[Date Prev][Date Next]
[Chronological]
[Thread]
[Top]
Problems with case folding of UTF-8
Hi,
while dealing with DN normalization I had a serious problem. I was
dealing with Italian accents in Latin-1 ("e acute", "e grave" and so),
and this is what happened:
I used "iconv" to convert strings, and I got:
e acute -> '\c3\a8'
which, after normalization (case folding) turns out in
'\c3\88' -> E acute
OK, everything works fine, dn normalization is great!
Then, to make it short:
e grave -> '\c3\a9'
which after normalization (case folding) should be:
'\c3\89' -> E grave
but I actually got
'E\cc\81'
which should be the composite version of the "E grave", namely the "E"

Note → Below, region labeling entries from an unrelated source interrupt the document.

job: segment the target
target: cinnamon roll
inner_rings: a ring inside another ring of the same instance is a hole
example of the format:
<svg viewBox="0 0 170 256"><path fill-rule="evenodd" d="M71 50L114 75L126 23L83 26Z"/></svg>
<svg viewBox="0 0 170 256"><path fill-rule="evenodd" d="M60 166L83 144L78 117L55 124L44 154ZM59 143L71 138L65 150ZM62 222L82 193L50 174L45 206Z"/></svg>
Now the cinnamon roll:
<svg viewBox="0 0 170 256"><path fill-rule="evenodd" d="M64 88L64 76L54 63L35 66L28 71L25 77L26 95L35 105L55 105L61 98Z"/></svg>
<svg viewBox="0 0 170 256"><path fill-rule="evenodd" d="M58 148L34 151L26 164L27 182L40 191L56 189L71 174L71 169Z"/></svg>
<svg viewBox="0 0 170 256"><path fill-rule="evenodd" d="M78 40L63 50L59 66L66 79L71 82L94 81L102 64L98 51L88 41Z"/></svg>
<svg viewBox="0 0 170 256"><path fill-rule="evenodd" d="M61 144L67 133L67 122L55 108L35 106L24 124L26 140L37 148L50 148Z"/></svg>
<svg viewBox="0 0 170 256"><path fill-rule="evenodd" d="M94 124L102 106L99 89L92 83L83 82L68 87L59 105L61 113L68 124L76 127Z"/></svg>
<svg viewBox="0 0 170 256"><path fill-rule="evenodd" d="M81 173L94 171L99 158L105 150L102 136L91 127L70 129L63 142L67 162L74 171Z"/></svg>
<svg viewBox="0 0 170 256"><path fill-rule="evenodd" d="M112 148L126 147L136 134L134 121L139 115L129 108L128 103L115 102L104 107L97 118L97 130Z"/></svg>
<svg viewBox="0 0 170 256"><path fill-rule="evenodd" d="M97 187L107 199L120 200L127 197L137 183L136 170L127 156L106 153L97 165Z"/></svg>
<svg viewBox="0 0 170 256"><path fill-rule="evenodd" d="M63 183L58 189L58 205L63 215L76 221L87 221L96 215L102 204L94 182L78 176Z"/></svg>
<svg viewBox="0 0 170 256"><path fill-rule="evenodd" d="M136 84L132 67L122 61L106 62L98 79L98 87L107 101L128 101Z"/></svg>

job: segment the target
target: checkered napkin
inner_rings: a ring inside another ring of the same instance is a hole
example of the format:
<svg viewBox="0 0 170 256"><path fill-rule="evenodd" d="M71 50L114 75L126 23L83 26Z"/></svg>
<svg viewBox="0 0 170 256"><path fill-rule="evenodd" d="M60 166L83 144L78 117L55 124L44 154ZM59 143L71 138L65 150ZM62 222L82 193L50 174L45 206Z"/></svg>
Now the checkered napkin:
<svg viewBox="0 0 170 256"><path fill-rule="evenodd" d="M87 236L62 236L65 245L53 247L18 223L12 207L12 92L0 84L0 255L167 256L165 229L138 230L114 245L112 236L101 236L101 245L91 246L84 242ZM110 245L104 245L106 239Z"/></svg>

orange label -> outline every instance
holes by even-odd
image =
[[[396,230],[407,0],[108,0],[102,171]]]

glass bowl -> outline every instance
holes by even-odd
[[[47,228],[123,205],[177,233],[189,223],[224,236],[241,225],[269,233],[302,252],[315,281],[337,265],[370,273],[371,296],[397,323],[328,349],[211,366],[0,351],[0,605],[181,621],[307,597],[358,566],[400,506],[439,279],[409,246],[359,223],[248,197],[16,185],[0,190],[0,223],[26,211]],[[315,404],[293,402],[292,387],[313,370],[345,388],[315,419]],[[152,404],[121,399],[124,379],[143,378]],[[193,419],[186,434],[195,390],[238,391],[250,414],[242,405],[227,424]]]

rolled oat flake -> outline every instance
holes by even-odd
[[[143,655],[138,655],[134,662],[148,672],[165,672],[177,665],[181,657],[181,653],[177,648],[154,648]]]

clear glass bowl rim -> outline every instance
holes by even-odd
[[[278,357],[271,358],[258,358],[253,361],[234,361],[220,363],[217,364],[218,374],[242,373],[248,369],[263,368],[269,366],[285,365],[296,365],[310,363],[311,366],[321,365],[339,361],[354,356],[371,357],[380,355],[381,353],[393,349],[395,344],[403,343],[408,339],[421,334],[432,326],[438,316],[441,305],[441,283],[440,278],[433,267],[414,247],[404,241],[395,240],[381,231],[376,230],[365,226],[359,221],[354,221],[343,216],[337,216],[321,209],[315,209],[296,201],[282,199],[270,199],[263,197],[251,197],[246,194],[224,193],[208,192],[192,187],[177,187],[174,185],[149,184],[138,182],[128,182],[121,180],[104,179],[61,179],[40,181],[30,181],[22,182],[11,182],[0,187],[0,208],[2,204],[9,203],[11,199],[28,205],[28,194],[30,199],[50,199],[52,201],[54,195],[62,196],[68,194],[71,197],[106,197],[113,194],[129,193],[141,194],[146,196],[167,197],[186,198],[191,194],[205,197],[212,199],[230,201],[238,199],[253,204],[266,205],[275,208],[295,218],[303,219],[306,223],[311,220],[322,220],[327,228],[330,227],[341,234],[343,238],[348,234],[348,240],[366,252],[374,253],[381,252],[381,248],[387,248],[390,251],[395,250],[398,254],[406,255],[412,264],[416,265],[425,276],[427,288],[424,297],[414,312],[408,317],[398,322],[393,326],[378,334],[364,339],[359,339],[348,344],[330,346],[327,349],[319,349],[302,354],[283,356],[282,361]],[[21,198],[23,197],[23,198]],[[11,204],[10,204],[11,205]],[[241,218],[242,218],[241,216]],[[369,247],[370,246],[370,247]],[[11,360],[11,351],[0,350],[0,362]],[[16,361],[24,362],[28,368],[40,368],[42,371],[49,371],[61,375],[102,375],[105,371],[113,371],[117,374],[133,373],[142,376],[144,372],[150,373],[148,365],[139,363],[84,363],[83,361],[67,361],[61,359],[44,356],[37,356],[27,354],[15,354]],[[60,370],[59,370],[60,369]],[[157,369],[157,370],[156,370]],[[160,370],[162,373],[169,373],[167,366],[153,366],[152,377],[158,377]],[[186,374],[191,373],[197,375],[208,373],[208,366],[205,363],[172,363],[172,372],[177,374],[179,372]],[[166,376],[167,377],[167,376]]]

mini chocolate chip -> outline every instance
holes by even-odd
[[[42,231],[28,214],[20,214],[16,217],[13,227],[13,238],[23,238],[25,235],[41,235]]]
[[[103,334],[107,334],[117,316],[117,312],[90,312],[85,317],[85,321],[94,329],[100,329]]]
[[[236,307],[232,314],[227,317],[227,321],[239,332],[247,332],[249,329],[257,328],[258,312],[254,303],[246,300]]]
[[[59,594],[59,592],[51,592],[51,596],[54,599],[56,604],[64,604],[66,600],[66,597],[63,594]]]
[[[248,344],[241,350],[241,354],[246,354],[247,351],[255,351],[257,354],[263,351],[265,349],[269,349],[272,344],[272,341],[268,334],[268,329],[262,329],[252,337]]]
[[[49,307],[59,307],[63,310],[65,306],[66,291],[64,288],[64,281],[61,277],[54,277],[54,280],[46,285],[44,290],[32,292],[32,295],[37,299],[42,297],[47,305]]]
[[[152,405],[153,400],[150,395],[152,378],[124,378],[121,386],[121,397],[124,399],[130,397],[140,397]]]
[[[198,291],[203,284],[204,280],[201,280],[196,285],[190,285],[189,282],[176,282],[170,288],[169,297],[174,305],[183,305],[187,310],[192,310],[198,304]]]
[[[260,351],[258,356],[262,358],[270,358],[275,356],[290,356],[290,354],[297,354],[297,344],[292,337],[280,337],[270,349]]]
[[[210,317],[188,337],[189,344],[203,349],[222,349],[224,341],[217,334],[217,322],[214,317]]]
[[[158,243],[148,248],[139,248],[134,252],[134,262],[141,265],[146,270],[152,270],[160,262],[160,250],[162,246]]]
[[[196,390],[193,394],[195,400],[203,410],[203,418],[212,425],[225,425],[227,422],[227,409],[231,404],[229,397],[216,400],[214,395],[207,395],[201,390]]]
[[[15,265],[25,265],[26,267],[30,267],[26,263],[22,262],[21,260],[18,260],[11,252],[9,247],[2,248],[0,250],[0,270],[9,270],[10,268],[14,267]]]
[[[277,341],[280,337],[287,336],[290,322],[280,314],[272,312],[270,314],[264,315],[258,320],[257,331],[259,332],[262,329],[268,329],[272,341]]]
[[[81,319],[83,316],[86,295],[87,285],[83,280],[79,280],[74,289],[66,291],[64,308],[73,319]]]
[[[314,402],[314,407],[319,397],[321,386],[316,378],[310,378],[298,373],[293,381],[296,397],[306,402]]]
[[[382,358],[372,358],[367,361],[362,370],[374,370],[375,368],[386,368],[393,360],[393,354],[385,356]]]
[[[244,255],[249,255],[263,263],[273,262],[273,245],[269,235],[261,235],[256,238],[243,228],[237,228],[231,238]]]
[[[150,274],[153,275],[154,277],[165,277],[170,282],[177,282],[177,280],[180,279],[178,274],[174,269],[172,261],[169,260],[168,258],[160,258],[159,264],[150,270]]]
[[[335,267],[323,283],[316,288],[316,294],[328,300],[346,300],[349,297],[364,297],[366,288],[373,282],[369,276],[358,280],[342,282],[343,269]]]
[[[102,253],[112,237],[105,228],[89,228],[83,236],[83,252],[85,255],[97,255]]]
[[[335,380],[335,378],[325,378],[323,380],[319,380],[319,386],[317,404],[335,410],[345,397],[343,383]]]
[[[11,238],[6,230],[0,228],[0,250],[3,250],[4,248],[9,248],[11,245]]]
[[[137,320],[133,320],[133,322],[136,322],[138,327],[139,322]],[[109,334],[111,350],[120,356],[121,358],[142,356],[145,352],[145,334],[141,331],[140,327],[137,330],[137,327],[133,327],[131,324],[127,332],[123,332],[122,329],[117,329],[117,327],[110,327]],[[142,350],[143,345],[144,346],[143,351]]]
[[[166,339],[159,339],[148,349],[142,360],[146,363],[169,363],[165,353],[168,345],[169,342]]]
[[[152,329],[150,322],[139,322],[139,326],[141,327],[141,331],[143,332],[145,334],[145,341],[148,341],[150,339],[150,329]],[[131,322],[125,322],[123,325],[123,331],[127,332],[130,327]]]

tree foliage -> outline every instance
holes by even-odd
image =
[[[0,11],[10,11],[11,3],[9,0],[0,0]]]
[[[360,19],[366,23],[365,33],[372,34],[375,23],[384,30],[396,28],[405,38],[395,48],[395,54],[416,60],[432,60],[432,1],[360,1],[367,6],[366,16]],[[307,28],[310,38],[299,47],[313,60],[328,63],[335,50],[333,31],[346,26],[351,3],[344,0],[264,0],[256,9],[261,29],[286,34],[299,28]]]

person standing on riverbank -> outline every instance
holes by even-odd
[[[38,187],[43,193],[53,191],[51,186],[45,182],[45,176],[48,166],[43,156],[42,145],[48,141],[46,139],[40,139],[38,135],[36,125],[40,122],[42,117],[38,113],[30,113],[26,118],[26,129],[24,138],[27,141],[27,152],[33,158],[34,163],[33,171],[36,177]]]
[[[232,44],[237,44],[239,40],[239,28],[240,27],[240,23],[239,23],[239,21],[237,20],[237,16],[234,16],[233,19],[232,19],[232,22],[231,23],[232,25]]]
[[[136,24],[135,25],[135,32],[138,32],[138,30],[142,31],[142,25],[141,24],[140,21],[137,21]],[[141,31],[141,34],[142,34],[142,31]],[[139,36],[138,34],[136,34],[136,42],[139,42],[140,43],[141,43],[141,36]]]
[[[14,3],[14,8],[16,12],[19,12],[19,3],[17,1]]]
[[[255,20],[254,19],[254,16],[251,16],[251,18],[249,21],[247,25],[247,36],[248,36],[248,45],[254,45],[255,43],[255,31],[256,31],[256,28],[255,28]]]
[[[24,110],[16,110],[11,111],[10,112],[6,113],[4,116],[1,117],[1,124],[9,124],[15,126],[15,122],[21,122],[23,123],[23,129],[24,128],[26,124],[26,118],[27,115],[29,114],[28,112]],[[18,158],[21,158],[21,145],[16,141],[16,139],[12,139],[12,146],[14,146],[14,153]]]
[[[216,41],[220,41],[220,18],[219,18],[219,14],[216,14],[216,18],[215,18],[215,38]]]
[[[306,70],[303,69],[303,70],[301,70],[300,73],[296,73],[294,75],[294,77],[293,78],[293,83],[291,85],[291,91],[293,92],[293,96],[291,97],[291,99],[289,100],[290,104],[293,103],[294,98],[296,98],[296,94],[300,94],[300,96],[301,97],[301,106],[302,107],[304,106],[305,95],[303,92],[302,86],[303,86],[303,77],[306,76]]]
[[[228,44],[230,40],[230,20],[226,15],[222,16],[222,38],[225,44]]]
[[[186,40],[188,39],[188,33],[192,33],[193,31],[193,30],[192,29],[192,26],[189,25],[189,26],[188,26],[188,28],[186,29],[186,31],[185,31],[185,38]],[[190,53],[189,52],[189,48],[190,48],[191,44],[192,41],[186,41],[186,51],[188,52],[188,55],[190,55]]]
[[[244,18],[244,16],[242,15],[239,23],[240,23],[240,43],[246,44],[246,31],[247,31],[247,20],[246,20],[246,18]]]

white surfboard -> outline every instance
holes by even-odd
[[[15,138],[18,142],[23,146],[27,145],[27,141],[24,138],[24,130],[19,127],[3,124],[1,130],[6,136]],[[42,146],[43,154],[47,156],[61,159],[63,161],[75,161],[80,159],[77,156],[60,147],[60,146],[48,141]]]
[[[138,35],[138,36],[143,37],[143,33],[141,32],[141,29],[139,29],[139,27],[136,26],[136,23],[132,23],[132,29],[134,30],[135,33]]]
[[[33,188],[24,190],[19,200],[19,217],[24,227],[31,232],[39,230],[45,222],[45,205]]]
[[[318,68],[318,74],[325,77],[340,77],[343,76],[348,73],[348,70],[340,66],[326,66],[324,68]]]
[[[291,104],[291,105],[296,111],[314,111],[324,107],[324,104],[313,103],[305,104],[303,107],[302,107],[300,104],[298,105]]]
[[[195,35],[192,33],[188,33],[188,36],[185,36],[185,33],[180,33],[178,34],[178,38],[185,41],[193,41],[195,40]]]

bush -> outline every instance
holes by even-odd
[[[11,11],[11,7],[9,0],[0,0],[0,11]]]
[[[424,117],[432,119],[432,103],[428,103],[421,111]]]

plus the "grave accent"; but this:
a) annoys "iconv", which refuses to convert this back to Latin-1,
because "illegal input sequence at position XXX", and
b) breaks the current DN normalization workaround in slapd because
the resulting normalized DN is longer than the input one (a six-char
'\c3\89' is turned into a seven-char 'E\cc\81' when there's an
equivalent six-char representation)
I noticed that "a acute" and "e acute" are converted correctly in
the "six-char" form, while "e grave", "o acute" and "u acute" are not
(they're the main Italian non-ascii letters); I'm afraid German, Spanish
and French need even more, so this could be a big problem.
Maybe I'm doing something wrong, so please correct me before I start
digging into the UTF-8 code to see what's going on :)
Pierangelo.